What Ragland does well is stop the run. There’s not a better inside linebacker in this draft at that phase of the game. While his 102 tackles, 9.5 stuffs (tackle at or behind the line of scrimmage) and 20 run disruptions don’t jump off the page when comparing him to the other linebackers, it’s worth noting that 43 percent of his tackles came within 2 yards of the line of scrimmage. His five missed tackles were the fewest of our top 12 inside linebacker prospects.

“Ragland makes things happen on the field thanks to his range and tackling ability,” said longtime NFL scout Dave-Te’ Thomas. “He knows how to shorten the field by taking proper angles and has the lateral agility to flow to the ball. He stays square and does a good job of wrapping and securing. He plays at a good pad level and has become an elite, explosive hitter with the pop to drop running backs. The thing you immediately notice on film is his explosion behind his hits, as he generates a lot of pop in his hips. He is one of the most reliable tacklers in the college game and what separates him from others is his ease and ability to adjust and fit in space.”

Moreover, Ragland offers versatility as a pass rusher. While he had only 2.5 sacks, his 14 pressures ranked second among our top 12 inside linebackers, according to STATS. So, even if he isn’t good enough to serve as the dime linebacker, a position manned for most of last season by Joe Thomas and a role the Packers need to fill for the upcoming season, Ragland can stay on the field on third-and-long.
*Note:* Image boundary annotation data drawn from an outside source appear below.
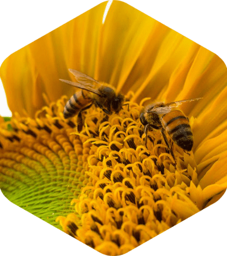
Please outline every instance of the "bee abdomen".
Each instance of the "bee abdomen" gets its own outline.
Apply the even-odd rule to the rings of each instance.
[[[91,99],[85,98],[81,91],[77,92],[71,97],[65,105],[63,112],[64,118],[69,118],[74,117],[91,101]]]
[[[182,123],[170,131],[169,134],[182,148],[190,151],[193,146],[193,135],[190,125]]]
[[[190,151],[193,146],[193,135],[187,117],[179,110],[163,115],[162,123],[174,142],[185,150]]]

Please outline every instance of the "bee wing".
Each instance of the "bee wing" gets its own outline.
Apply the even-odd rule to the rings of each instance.
[[[95,80],[93,78],[87,75],[83,74],[77,70],[69,69],[69,71],[75,76],[77,81],[84,85],[87,85],[89,86],[100,86],[102,85],[102,83],[98,81]]]
[[[156,108],[155,109],[150,109],[148,110],[148,113],[154,113],[158,115],[166,114],[167,113],[170,112],[171,111],[171,107],[170,106],[164,106],[164,107],[159,107]]]
[[[101,94],[99,93],[99,92],[98,90],[96,90],[95,89],[94,89],[93,88],[91,88],[89,85],[85,85],[83,84],[79,84],[78,82],[72,82],[72,81],[69,80],[65,80],[64,79],[59,79],[60,81],[64,82],[66,82],[66,84],[69,84],[70,85],[77,87],[77,88],[80,88],[83,90],[88,90],[89,92],[91,92],[93,93],[95,93],[96,94],[99,95],[99,96],[101,96]]]
[[[198,101],[199,100],[200,100],[201,98],[192,98],[190,100],[183,100],[183,101],[174,101],[174,102],[167,103],[166,104],[166,105],[168,106],[170,108],[174,108],[175,106],[179,106],[180,105],[182,104],[183,103],[190,102],[191,101]]]
[[[148,111],[148,113],[154,113],[157,114],[166,114],[170,112],[173,108],[176,108],[176,106],[179,106],[183,103],[190,102],[191,101],[197,101],[203,98],[195,98],[191,100],[184,100],[183,101],[174,101],[174,102],[167,103],[165,106],[161,106],[159,108],[154,108]]]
"He's got some pass rush abilities which we didn't really develop here because he didn't play that position for us and we had other guys who sort of did that pretty well for us," Alabama coach Nick Saban said at this month’s pro day. "I think that's an area that people will be surprised and how they'll be able to develop him as a pass rusher as well."

Inside or outside, Ragland will be an immediate starter, leader and defensive quarterback.

"A lot of teams like me playing off the edge," Ragland said, "but they’d love to see me being a true Mike and making all the calls."